Back when the Serie A was leagues ahead from the rest of European football, a match between Juventus and AC Milan could be considered the best club match in the world.
Things are different now. Barcelona and Real Madrid are so far ahead of the rest when it comes to the importance of a single rivalry and its effect, especially economical, on European viewers and globally. In England, the Manchester derby and the United vs Chelsea clashes have turned into something of the highest quality. In Germany, Bayern Munich vs Borussia Dortmund over the last couple of years has been one of the best fixtures anyone can watch when he sits down to grab a game of football/soccer.
In Italy, football is in a strange flux. The Inter dominance days, the depressing days of Inter dominance, are gone. There are quite a few teams playing attractive and open football in Italy, with the special tactical touch. Juventus do it better than anyone else, but they’ve managed, through smart financial behavior over the last three years and finally some clever signings, to pull ahead of the rest, while the big names we’re used to seeing next to them are struggling coping with the new financial reality.
AC Milan did strike first in the Cup match played in Turin, but they were always dragged by Juventus, who set the pace and the tone of the match. There’s no real competition between the two teams when it comes to quality and depth. Milan are getting rid of the pieces that once led the side, most during the last summer, while Pato has now left to Brazil and Robinho is on his way out. Two massive disappointments.
Milan actually beat Juventus when the two met at the San Siro in the league match, but it’s hard to deny the difference between the two sides at the moment, with Juventus pretty close to cruising their way towards a second consecutive title while doing a fantastic job in their return to the Champions League.

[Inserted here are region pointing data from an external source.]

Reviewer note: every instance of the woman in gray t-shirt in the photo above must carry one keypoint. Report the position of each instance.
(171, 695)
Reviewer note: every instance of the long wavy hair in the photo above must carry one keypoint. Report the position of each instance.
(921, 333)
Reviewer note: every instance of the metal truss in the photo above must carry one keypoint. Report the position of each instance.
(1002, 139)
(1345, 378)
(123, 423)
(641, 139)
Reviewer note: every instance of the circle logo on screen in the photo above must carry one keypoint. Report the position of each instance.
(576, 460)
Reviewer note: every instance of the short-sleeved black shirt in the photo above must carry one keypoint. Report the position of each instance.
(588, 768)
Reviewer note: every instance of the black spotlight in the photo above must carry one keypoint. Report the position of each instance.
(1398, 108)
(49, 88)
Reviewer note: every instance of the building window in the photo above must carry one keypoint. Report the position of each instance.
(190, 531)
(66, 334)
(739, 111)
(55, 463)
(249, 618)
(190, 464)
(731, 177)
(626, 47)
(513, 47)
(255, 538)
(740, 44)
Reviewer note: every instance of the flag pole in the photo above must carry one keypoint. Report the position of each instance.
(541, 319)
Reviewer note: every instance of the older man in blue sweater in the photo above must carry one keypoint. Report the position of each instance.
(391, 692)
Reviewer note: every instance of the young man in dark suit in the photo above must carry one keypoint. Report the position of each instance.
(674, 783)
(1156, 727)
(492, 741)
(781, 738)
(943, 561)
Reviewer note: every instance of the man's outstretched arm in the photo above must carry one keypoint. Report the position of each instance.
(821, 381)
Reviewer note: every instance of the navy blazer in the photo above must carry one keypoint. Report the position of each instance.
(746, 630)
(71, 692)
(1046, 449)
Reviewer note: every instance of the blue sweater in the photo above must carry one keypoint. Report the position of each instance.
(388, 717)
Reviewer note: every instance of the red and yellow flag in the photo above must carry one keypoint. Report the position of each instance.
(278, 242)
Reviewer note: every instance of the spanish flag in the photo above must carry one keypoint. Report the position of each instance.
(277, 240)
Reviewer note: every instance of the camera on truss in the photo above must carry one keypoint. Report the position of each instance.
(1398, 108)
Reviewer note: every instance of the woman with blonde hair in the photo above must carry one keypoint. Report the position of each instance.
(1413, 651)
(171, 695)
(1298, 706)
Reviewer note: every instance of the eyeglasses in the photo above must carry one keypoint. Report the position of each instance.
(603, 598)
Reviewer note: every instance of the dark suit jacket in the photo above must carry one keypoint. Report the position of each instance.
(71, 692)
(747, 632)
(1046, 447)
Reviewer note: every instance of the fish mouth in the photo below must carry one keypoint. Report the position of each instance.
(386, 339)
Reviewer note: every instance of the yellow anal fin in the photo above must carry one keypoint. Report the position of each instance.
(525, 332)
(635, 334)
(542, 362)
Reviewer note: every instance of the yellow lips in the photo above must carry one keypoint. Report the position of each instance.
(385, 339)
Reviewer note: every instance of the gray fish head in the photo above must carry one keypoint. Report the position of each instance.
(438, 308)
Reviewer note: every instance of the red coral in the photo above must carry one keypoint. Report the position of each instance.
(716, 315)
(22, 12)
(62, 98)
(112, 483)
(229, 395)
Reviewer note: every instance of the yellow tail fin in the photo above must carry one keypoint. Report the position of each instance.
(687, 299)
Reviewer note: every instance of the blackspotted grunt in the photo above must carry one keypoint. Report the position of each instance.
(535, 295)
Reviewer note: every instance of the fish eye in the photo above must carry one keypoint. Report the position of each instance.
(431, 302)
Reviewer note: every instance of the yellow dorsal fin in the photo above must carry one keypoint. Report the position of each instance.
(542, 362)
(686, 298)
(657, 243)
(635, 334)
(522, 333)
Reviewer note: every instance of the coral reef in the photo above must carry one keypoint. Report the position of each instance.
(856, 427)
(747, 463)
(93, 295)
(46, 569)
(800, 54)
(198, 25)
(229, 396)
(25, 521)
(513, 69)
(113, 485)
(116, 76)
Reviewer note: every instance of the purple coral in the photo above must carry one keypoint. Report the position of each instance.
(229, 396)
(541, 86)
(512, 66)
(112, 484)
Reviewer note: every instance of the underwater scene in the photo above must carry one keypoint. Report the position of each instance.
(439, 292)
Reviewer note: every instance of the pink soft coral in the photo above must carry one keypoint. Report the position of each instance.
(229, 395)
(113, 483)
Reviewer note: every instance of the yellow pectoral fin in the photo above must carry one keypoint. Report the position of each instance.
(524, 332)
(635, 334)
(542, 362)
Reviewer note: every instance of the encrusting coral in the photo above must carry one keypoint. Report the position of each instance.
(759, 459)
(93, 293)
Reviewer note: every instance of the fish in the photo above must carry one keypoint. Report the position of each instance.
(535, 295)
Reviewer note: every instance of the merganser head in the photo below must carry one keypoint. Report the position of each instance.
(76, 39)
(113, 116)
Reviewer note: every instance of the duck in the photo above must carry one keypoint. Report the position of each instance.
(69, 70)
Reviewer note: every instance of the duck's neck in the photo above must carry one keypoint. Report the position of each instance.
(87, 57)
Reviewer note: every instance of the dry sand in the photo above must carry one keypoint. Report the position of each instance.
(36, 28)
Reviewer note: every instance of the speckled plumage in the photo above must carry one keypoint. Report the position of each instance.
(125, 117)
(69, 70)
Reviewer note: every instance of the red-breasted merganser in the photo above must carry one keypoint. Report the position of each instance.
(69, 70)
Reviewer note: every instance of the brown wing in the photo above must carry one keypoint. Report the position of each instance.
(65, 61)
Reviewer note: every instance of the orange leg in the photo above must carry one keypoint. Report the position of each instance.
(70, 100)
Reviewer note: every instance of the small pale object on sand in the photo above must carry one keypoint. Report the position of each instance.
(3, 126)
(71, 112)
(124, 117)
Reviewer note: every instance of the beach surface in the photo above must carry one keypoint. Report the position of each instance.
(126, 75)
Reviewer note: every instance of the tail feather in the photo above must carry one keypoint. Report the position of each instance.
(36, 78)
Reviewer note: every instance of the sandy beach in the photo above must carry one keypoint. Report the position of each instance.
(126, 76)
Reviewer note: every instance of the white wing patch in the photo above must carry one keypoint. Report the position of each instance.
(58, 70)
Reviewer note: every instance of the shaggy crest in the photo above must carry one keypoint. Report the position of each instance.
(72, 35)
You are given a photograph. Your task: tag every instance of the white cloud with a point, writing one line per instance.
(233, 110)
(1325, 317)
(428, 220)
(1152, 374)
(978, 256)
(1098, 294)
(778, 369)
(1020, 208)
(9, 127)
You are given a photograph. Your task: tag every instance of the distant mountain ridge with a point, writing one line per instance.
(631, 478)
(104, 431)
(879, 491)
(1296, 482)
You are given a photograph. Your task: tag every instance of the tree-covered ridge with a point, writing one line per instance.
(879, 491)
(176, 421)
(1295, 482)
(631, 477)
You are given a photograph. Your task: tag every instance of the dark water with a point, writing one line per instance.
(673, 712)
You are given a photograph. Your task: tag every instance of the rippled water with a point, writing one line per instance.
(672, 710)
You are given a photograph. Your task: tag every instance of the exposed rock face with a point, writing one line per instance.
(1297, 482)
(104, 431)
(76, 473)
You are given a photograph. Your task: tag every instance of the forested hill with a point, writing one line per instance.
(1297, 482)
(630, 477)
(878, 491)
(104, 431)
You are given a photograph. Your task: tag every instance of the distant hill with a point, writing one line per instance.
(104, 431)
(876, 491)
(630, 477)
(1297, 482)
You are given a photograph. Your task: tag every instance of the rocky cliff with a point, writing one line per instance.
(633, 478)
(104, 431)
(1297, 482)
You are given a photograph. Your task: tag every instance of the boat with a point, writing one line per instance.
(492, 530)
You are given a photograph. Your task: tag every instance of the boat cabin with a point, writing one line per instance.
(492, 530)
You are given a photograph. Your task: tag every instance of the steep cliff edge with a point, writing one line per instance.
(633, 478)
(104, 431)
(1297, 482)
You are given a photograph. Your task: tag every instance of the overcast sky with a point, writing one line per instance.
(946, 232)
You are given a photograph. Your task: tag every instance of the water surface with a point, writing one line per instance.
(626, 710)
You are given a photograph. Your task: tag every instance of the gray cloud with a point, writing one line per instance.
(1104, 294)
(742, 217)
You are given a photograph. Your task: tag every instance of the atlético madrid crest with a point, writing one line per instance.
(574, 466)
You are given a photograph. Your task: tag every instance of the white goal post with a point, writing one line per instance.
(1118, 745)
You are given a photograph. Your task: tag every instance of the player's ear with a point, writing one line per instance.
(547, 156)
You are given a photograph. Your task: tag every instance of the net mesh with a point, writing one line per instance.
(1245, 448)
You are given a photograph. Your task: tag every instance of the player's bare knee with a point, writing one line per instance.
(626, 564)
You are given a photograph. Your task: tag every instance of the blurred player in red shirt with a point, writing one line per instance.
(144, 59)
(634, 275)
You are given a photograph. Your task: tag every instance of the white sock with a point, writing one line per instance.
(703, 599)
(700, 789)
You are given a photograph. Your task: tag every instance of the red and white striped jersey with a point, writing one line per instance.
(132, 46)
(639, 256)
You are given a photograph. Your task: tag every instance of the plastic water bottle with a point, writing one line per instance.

They didn’t even have to play a full lineup to dominate the match, only to be thwarted by not having the kind of striker they want. It’s still quite unclear whether they’ll be upgrading with Fernando Llorente or maybe even Didier Drogba. At the moment they have two forwards, Alessandro Matri and Fabio Quagliarella, who are both unreliable in terms of goal-scoring despite their moments of brilliance. Mirko Vucinic, coming off the bench, sealed the deal in extra time, which sent Juventus into an embarrassing stretch of trying to make time fly without actually playing football. They almost paid for it in the end.
A strong Juve and Milan means a world of good for the Serie A, who needs its two strongest global brands to become great again. Juventus are on the right path, Milan are currently in some sort of financial limbo, like the rest of the league, only having trouble handling it. Napoli and Lazio are filling the void at the moment, but it doesn’t feel like they’re here to stay for a long time. Milan have a future, but it’s going to take time until it kicks in. Juventus? Their future and a potential beginning of a golden age has already started.